The North Dakota Publicly Traded Corporations Act and Reducing the CEO's Control of the Board

We are discussing North Dakota's attempt to compete for charters, not by out Delawaring Delaware but by adopting a law that gives shareholders a bevy of rights that go well beyond what Delaware typically provides.  As explained in my article, The Irrelevance of State Corporate Law in the Governance of Public Companies, one way Delaware maintains its lead in attracting charters is to provide provisions desired by those managing the company.  Delaware imposes few requirements on the board of directors.  There is no requirement that a board contain independent directors, no requirement that a board contain any kind of substantive expertise, and no limits on the ability of the CEO to dominate the board.  

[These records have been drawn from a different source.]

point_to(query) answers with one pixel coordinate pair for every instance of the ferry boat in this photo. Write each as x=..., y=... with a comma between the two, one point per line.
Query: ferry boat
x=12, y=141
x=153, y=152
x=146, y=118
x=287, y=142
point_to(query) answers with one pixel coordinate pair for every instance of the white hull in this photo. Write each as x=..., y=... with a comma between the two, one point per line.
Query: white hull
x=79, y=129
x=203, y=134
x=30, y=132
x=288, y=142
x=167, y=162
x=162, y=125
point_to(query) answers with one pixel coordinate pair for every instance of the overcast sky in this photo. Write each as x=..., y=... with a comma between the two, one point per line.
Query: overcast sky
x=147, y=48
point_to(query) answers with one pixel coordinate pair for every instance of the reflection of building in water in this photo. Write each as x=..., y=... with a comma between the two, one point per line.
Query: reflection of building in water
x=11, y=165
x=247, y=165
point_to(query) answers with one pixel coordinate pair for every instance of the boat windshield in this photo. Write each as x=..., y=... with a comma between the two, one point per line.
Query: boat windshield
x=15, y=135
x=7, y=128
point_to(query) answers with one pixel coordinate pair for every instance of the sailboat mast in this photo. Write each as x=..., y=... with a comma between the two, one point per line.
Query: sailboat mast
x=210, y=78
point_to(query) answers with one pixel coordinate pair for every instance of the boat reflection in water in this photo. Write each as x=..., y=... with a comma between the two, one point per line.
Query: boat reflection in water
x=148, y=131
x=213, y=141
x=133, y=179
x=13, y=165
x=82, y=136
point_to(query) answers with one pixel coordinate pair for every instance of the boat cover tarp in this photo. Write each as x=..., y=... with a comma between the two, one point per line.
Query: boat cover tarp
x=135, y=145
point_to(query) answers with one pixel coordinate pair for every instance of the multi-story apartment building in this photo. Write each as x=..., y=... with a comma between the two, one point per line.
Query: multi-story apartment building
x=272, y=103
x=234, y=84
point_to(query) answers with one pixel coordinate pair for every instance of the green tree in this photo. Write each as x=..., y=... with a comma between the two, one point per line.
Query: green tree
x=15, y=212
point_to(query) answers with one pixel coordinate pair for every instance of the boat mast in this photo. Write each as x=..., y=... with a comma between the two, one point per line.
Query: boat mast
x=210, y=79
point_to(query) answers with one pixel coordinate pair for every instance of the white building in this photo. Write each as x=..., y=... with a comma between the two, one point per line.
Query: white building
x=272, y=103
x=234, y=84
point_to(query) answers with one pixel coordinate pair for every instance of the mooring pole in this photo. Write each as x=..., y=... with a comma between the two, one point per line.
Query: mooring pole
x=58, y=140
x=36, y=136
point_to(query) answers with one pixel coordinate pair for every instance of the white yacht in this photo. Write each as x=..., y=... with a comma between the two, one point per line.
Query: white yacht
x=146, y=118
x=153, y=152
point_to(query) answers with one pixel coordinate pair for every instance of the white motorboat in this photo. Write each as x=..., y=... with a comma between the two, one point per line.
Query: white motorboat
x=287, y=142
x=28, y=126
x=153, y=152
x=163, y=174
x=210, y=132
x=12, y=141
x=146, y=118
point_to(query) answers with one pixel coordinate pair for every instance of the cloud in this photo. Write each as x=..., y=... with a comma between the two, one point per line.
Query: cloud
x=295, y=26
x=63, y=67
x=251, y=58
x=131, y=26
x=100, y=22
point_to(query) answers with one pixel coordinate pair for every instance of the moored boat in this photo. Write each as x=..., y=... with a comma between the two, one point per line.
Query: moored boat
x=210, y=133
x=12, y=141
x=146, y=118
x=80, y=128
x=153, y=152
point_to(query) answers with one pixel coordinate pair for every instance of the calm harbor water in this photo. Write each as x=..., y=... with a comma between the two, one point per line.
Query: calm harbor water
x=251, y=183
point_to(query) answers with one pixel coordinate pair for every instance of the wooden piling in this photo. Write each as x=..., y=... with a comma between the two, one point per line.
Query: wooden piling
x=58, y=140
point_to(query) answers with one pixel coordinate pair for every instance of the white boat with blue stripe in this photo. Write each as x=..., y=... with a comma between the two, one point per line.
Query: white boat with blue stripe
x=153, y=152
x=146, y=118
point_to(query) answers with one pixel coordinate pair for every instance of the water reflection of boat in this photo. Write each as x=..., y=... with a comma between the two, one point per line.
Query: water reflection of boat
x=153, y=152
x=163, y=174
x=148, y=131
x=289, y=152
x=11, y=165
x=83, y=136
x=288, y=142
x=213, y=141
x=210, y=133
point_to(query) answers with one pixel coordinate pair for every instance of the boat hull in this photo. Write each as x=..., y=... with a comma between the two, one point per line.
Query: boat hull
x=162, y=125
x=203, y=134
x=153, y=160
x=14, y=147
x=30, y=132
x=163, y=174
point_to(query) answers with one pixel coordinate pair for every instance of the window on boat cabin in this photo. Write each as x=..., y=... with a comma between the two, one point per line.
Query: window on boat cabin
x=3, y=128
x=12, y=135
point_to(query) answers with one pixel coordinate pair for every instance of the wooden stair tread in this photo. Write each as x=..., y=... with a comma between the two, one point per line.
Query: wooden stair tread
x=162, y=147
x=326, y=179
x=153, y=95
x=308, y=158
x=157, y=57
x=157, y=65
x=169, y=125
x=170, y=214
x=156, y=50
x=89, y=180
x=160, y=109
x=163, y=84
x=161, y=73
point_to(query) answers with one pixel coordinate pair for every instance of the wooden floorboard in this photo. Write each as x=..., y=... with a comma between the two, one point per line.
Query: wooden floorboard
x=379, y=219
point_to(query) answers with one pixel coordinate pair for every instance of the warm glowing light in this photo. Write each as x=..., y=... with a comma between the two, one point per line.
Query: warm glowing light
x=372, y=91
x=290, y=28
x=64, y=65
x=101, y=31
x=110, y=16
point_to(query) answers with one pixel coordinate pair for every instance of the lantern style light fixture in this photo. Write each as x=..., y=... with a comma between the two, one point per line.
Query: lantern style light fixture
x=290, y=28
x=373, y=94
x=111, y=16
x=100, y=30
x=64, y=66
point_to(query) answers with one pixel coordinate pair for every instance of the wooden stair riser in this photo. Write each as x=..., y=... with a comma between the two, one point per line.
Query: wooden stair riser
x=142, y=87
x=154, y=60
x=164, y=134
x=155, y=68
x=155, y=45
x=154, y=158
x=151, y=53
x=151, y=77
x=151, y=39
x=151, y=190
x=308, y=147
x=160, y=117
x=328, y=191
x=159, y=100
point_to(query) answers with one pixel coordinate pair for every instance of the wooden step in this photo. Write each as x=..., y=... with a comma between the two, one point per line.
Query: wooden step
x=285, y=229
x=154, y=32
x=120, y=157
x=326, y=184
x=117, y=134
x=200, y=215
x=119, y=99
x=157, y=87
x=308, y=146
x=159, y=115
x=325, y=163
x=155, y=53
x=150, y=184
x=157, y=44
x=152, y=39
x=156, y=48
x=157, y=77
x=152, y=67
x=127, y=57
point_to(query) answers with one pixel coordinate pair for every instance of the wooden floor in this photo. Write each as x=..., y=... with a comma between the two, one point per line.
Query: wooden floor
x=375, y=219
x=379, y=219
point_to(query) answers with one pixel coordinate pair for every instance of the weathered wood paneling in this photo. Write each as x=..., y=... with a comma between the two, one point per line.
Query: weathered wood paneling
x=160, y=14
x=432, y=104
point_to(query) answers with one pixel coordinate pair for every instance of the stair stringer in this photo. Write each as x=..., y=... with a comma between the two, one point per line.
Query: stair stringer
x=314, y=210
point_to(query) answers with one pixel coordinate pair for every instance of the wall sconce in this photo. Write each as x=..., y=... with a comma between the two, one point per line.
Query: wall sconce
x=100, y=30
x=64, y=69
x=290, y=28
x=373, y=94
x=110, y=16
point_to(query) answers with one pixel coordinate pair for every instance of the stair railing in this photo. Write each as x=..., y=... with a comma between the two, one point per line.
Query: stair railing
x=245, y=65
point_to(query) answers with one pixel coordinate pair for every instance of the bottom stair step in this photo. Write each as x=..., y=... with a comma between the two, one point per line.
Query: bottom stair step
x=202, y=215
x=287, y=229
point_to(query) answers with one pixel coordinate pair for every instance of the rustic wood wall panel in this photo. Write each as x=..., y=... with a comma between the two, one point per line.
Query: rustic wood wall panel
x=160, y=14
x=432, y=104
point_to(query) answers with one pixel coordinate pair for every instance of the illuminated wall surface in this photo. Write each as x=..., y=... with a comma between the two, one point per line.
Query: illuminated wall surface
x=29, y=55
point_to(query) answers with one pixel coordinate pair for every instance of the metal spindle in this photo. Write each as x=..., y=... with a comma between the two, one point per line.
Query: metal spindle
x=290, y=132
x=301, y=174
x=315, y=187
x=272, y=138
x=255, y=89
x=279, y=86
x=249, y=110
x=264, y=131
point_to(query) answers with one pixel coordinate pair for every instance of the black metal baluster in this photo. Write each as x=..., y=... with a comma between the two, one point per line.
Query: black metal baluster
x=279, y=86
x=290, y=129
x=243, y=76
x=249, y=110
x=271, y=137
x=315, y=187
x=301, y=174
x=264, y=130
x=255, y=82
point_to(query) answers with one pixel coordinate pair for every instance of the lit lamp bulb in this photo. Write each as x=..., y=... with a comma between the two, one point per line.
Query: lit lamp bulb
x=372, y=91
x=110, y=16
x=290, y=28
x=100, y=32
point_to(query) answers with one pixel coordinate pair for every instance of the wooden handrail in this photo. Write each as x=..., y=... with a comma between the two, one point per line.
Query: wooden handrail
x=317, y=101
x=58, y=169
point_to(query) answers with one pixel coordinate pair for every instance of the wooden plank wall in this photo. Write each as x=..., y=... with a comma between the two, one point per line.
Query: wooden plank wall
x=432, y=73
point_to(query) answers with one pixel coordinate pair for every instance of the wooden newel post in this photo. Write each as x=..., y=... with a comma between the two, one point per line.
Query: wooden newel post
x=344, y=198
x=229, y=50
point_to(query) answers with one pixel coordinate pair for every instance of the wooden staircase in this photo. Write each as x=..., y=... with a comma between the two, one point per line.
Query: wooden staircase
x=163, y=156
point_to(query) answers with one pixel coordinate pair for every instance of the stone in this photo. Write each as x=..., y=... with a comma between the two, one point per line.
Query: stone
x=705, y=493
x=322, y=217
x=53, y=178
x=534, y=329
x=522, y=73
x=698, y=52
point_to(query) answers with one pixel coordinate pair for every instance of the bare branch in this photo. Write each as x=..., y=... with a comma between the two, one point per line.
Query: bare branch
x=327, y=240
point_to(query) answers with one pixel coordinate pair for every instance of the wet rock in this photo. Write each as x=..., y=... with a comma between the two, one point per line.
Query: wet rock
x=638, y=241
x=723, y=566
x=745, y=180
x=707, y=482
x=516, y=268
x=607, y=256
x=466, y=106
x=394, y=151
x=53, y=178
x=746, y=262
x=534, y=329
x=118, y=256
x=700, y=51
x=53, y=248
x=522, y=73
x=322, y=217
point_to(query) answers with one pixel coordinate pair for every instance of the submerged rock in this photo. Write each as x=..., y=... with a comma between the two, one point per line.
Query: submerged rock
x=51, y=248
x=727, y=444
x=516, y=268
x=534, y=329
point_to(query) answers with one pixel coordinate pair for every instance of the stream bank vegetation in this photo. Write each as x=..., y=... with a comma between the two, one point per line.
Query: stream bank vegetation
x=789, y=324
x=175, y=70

One way that the North Dakota statute, the Publicly Traded Corporations Act, has sought to alter this dynamic is to separate the positions of chairman of the board and CEO.  The Act provides that the chairman cannot be an executive officer of the company. 

How common is it to combine the two positions in the United States?  Very.  In the paper, The Effects and Unintended Consequences of the Sarbanes-Oxley, and its Era, on the Supply and Demand for Directors, the authors note that in 2004, 66% of large companies (market capitalization of over $750 million) had not separated the two positions, down slightly from 2001 when the percentage was 68%.  For the largest companies, the percentage is even higher.  In the 2006 Corporate Governance Survey conducted by Shearman and Sterling, only 24 of the Fortune 100 companies had separated the positions and only six had in place policies that required separation.  The study did not, however, determine the number of non-CEO chairmen deemed independent.  Thus, for example, when Terry Semel stepped down as CEO of Yahoo last week, he agreed to serve as non-executive chairman of the board.  Under the NYSE or NASDAQ definitions, he would not be considered independent. 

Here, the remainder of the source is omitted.